Prof. Koay: Having such a wide array of radiation tools at our disposal helps us personalize the treatment for the patient and address the needs specific to the individual cancer, taking into account anatomy, tumor-related characteristics, normal tissue toxicity concerns, and previous oncologic treatment history (including prior radiation). Each of these technologies should be used with the patient in mind. For example, the use of stereotactic body radiation therapy (SBRT) for pancreatic cancer has been a great option for many patients. It has been shown to be safe and effective in modern series. Some of the appealing aspects of SBRT include that it can be finished within a week, it does not significantly disrupt systemic therapy (the mainstay of treatment for most patients), and it has low rates of toxicity.

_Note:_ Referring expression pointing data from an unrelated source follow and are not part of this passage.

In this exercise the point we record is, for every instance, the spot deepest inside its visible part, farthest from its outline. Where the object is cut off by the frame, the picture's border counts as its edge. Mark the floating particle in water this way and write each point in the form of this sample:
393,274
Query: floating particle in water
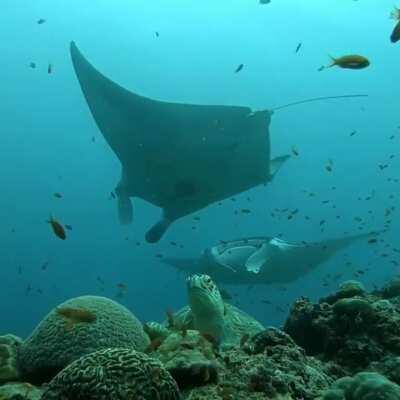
295,151
239,68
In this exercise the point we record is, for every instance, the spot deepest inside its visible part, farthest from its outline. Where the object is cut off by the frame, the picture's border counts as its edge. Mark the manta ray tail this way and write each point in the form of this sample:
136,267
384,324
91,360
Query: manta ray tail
346,241
157,231
276,164
125,210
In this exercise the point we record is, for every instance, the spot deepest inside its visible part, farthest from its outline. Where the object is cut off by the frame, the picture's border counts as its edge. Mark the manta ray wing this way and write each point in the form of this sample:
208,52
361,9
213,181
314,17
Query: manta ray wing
180,157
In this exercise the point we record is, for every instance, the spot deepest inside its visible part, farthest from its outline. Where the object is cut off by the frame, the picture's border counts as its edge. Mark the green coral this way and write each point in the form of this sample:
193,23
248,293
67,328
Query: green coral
8,358
352,306
363,386
113,374
52,345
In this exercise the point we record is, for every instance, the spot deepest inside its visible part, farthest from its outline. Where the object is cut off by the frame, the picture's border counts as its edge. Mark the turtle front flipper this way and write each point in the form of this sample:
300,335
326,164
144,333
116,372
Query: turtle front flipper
156,232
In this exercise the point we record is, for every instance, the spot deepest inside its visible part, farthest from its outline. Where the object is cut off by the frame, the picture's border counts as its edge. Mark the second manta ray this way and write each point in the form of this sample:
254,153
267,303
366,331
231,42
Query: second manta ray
179,157
263,260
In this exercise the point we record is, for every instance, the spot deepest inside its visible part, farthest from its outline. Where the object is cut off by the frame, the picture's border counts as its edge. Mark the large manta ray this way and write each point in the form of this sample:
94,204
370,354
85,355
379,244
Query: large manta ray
180,157
262,260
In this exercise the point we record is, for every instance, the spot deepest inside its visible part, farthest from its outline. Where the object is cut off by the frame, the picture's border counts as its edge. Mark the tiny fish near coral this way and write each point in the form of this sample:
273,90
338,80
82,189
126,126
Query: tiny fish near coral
58,229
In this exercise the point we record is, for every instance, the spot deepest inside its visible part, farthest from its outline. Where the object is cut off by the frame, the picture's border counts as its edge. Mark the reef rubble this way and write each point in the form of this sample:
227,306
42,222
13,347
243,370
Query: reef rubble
345,346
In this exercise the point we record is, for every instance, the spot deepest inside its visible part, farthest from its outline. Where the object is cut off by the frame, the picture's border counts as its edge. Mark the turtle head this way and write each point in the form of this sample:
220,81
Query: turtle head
206,304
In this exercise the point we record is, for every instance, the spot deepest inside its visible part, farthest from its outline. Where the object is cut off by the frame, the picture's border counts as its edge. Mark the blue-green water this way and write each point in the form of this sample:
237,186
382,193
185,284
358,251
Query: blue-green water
47,143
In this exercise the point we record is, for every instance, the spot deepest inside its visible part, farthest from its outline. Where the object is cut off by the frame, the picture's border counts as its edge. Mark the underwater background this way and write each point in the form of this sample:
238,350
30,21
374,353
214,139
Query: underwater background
50,144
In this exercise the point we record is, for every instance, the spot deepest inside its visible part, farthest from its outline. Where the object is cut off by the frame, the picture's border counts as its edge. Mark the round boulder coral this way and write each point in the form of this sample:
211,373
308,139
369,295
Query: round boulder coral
78,327
113,374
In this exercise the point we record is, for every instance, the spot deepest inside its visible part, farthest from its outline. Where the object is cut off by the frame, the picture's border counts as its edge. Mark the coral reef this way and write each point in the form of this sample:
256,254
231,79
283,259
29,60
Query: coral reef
20,391
344,347
189,357
357,331
56,342
113,374
363,386
9,345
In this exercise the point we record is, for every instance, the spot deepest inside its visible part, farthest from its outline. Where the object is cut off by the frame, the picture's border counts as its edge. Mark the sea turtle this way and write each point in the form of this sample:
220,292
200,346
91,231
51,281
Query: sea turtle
208,313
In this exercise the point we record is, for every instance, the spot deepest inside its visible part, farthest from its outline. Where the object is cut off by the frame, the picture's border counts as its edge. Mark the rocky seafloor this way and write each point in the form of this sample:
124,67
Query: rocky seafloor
345,347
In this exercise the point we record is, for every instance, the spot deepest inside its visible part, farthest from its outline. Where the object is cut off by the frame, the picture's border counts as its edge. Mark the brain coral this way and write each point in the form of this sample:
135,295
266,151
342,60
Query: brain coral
113,374
53,344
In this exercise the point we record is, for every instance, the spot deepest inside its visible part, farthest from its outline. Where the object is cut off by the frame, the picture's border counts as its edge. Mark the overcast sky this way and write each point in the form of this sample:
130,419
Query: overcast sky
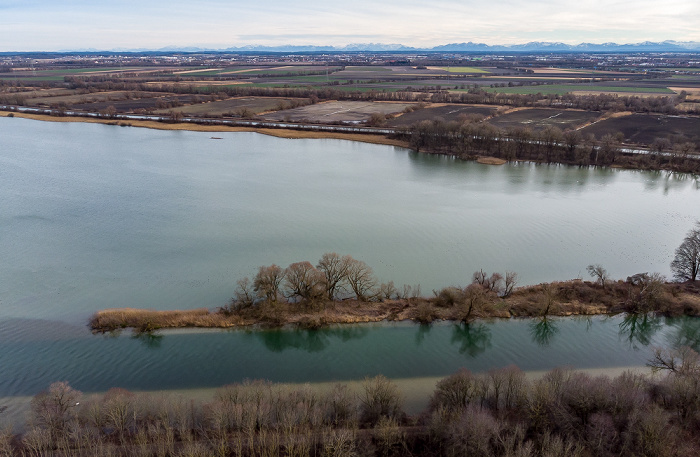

However, the maximum doses that can be safely achieved with SBRT for pancreatic cancer are unknown, so for patients with unresectable locally advanced disease, doses have been confined to more conservative levels that have been proven safe (33–40 Gy in 5 fractions). These doses may not be high enough to ablate the tumors, and one of my colleagues (Dr. Cullen Taniguchi) is investigating ways to safely increase the radiation dose with SBRT. Also, some physicians are hesitant to give SBRT when the pancreatic tumors invade the bowel, as there is concern for ulceration and bleeding after SBRT. This is a topic of debate in the radiation community. At MD Anderson, we tend to use intensity modulated radiation therapy to conventional doses (50 Gy in 25 fractions) in that situation. For most patients, 50 Gy in 25 fractions can be done safely with good outcomes, but it does take a long time to complete radiation therapy. Further, our data indicate the longer treatment is associated with more acute GI toxicity compared to SBRT. Ultimately, we need to understand the biology of the disease better. This knowledge could be used to guide the design of clinical trials that will provide the evidence we really need to decide which patients are appropriate candidates for one type of radiation regimen or another. Currently, our approach is based on clinical judgment and limited data, which are imperfect.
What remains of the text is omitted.